De FRANCE van de Compagnie Générale Transatlantique maakte in februari 1962 haar eerste transatlantische reis. De vleugels aan de schoorstenen dienen om rook en roet vrij van het schip te houden.

Schepen met dieselmotoren hebben nooit snelheidsrecords gebroken, maar het is door haar compactheid en efficiency uiteindelijk wel de meest gebruikte scheepsaandrijving geworden. De dieselmotor werd voor het eerst in een zeeschip gebruikt in de SELANDIA, gebouwd in 1912.

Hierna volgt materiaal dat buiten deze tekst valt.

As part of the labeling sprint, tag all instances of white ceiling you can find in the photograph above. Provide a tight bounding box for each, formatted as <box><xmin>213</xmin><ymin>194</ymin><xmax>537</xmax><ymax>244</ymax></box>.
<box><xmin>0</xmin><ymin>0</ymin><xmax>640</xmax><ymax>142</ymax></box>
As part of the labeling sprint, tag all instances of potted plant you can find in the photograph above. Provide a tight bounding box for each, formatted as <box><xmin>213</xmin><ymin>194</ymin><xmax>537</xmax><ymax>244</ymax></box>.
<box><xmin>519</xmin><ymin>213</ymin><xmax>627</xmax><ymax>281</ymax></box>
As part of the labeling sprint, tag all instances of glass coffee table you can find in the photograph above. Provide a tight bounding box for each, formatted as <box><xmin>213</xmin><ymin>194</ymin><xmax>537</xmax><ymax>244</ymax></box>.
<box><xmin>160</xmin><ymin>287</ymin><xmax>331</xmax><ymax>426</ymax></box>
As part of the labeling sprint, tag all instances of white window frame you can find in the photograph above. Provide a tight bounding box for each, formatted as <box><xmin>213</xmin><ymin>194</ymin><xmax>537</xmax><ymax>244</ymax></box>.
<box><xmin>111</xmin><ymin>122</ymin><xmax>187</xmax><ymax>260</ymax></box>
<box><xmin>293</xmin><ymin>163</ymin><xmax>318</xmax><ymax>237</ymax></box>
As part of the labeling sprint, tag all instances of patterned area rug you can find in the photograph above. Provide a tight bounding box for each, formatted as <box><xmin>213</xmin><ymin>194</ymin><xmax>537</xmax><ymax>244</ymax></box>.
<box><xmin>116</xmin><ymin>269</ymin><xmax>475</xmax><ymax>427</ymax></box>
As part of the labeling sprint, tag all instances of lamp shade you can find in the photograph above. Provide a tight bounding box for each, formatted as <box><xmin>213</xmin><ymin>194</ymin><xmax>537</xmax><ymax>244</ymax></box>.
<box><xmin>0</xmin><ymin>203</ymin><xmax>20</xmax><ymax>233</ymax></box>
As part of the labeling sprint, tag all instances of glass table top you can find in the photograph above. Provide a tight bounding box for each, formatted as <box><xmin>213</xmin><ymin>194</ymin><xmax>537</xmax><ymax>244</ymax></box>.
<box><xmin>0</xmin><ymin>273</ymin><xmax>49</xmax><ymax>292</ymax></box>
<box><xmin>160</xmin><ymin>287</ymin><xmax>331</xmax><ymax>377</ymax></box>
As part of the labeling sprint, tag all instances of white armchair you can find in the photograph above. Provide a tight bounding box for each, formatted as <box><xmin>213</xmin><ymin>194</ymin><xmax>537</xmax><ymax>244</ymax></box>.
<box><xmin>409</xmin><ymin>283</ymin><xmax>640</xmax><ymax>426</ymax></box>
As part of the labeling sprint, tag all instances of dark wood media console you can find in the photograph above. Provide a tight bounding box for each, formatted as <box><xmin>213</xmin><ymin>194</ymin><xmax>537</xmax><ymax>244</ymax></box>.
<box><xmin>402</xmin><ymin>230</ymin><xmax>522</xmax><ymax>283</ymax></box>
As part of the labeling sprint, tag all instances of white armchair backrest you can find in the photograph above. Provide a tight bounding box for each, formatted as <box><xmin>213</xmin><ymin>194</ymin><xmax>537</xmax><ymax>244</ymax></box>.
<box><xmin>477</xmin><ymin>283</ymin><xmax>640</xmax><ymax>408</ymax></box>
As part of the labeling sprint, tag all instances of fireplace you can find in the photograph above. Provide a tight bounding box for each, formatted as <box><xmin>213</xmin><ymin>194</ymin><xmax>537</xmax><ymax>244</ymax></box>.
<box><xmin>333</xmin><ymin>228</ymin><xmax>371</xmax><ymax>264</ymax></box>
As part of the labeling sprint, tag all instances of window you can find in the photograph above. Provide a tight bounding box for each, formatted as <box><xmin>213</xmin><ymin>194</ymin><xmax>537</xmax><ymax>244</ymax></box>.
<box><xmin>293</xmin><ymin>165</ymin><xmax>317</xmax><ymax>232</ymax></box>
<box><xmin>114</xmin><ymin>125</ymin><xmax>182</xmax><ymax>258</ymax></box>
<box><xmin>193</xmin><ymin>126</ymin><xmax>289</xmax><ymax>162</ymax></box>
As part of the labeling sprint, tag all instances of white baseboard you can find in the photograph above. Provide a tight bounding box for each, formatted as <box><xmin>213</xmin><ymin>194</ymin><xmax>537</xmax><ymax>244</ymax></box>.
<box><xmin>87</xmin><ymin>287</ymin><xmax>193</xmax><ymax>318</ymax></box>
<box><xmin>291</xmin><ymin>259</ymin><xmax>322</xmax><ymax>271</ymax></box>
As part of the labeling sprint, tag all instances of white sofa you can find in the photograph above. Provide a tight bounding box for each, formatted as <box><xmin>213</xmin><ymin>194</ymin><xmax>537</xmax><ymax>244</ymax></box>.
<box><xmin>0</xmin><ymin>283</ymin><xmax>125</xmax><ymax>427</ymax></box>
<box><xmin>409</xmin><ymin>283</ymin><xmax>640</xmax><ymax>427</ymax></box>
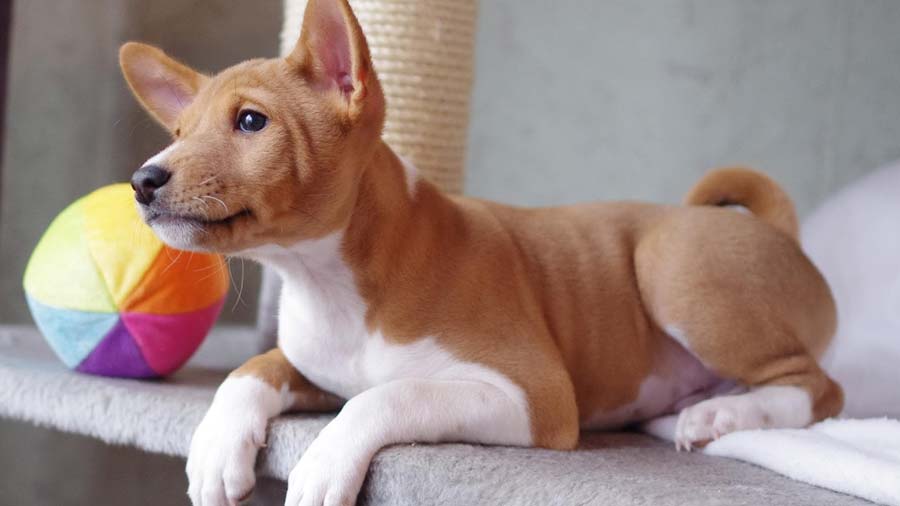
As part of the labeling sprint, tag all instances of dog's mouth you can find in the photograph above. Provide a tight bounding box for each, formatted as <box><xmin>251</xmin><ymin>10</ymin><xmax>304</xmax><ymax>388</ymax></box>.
<box><xmin>144</xmin><ymin>208</ymin><xmax>253</xmax><ymax>228</ymax></box>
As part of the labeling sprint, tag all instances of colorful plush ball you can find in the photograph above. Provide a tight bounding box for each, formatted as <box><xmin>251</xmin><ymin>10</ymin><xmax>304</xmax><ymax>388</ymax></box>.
<box><xmin>24</xmin><ymin>184</ymin><xmax>229</xmax><ymax>378</ymax></box>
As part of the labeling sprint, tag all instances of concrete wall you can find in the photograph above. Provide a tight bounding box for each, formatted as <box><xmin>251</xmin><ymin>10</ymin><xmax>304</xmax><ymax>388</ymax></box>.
<box><xmin>467</xmin><ymin>0</ymin><xmax>900</xmax><ymax>212</ymax></box>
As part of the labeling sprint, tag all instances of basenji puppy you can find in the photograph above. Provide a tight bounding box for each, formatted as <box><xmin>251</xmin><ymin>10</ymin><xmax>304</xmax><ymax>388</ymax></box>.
<box><xmin>120</xmin><ymin>0</ymin><xmax>842</xmax><ymax>506</ymax></box>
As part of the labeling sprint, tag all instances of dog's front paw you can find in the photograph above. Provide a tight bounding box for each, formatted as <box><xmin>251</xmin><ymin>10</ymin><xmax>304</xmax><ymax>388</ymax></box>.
<box><xmin>186</xmin><ymin>384</ymin><xmax>268</xmax><ymax>506</ymax></box>
<box><xmin>285</xmin><ymin>427</ymin><xmax>372</xmax><ymax>506</ymax></box>
<box><xmin>675</xmin><ymin>395</ymin><xmax>766</xmax><ymax>451</ymax></box>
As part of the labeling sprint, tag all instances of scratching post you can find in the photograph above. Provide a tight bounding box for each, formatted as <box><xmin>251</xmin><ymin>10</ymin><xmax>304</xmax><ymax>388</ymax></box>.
<box><xmin>258</xmin><ymin>0</ymin><xmax>477</xmax><ymax>349</ymax></box>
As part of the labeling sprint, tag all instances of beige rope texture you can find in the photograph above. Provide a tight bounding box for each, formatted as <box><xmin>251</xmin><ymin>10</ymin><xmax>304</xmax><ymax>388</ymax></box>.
<box><xmin>281</xmin><ymin>0</ymin><xmax>477</xmax><ymax>193</ymax></box>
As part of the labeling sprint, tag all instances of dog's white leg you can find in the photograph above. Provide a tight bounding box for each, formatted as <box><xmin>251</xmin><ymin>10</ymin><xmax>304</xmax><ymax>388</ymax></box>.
<box><xmin>186</xmin><ymin>376</ymin><xmax>293</xmax><ymax>506</ymax></box>
<box><xmin>185</xmin><ymin>349</ymin><xmax>341</xmax><ymax>506</ymax></box>
<box><xmin>285</xmin><ymin>379</ymin><xmax>532</xmax><ymax>506</ymax></box>
<box><xmin>672</xmin><ymin>385</ymin><xmax>813</xmax><ymax>450</ymax></box>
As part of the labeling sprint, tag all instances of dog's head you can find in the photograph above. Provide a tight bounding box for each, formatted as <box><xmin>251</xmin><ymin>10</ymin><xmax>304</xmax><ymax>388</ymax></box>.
<box><xmin>119</xmin><ymin>0</ymin><xmax>384</xmax><ymax>253</ymax></box>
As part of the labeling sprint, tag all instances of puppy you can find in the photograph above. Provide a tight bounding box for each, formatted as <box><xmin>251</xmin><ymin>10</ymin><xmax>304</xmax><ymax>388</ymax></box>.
<box><xmin>120</xmin><ymin>0</ymin><xmax>842</xmax><ymax>506</ymax></box>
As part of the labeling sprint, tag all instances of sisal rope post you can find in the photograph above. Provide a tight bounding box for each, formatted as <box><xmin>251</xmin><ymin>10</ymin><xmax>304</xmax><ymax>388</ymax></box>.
<box><xmin>281</xmin><ymin>0</ymin><xmax>477</xmax><ymax>193</ymax></box>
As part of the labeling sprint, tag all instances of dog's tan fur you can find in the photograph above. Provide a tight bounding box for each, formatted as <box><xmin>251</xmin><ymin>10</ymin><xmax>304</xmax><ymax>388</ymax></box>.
<box><xmin>121</xmin><ymin>0</ymin><xmax>842</xmax><ymax>449</ymax></box>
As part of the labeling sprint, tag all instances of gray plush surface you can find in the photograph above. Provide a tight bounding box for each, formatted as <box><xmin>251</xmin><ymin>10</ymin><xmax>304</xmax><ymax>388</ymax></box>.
<box><xmin>0</xmin><ymin>327</ymin><xmax>870</xmax><ymax>506</ymax></box>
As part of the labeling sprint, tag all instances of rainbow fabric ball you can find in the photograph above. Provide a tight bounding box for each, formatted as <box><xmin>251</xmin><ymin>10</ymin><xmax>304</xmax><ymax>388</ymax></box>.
<box><xmin>23</xmin><ymin>184</ymin><xmax>229</xmax><ymax>378</ymax></box>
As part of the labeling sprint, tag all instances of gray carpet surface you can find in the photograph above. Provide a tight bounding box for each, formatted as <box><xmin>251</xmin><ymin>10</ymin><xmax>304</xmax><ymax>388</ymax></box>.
<box><xmin>0</xmin><ymin>326</ymin><xmax>871</xmax><ymax>506</ymax></box>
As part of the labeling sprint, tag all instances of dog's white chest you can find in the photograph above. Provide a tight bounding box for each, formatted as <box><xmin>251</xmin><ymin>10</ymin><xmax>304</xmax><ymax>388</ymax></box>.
<box><xmin>253</xmin><ymin>234</ymin><xmax>475</xmax><ymax>398</ymax></box>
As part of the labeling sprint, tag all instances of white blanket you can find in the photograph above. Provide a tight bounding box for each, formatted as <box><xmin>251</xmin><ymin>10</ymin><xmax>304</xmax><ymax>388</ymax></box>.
<box><xmin>705</xmin><ymin>418</ymin><xmax>900</xmax><ymax>506</ymax></box>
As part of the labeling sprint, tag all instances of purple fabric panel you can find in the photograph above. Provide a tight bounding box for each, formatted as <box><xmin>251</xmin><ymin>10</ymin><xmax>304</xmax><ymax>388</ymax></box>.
<box><xmin>76</xmin><ymin>319</ymin><xmax>159</xmax><ymax>378</ymax></box>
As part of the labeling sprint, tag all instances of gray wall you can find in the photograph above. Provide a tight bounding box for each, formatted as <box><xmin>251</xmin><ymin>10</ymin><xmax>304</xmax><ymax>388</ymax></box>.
<box><xmin>467</xmin><ymin>0</ymin><xmax>900</xmax><ymax>212</ymax></box>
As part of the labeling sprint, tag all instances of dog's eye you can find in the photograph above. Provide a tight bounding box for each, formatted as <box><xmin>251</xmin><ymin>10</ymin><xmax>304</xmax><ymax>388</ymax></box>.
<box><xmin>235</xmin><ymin>109</ymin><xmax>269</xmax><ymax>133</ymax></box>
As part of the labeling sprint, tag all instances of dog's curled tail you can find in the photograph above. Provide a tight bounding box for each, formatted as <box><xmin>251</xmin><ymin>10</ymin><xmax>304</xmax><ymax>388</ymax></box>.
<box><xmin>684</xmin><ymin>167</ymin><xmax>799</xmax><ymax>240</ymax></box>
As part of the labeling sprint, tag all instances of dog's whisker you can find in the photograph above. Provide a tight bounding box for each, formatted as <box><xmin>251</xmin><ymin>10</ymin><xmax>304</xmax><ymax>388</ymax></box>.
<box><xmin>200</xmin><ymin>195</ymin><xmax>229</xmax><ymax>214</ymax></box>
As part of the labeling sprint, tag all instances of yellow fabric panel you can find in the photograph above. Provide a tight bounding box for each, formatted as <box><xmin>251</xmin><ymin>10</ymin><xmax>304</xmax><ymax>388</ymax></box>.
<box><xmin>23</xmin><ymin>199</ymin><xmax>116</xmax><ymax>313</ymax></box>
<box><xmin>83</xmin><ymin>183</ymin><xmax>163</xmax><ymax>307</ymax></box>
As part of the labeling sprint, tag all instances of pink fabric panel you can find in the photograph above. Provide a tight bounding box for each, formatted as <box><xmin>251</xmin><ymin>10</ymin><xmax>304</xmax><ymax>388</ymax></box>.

Het eerste transatlantische passagiersschip met een dieselmotor was de Zweedse GRIPSHOLM uit 1925. Ze werd in 1955 gekocht door de Norddeutscher Lloyd en omgedoopt tot BERLIN. Samen met het turbineschip BREMEN (de vroegere PASTEUR uit 1939) voer ze nog tot 1966 op New York.

Samen een drietal zusterschepen voer de IWAN FRANKO, gebouwd in 1966, voor de Baltic Steamship Company in de zomer van Leningrad op Montreal.

Bij de bouw van de QUEEN ELIZABETH 2 was er al rekening mee gehouden dat ze door het Panama- en Suezkanaal zou moeten kunnen. In mei 1969 maakte ze haar eerste reis. Naast haar transatlantische reizen maakte ze meer dan 6 maanden per jaar cruises, wat heel wat meer opleverde.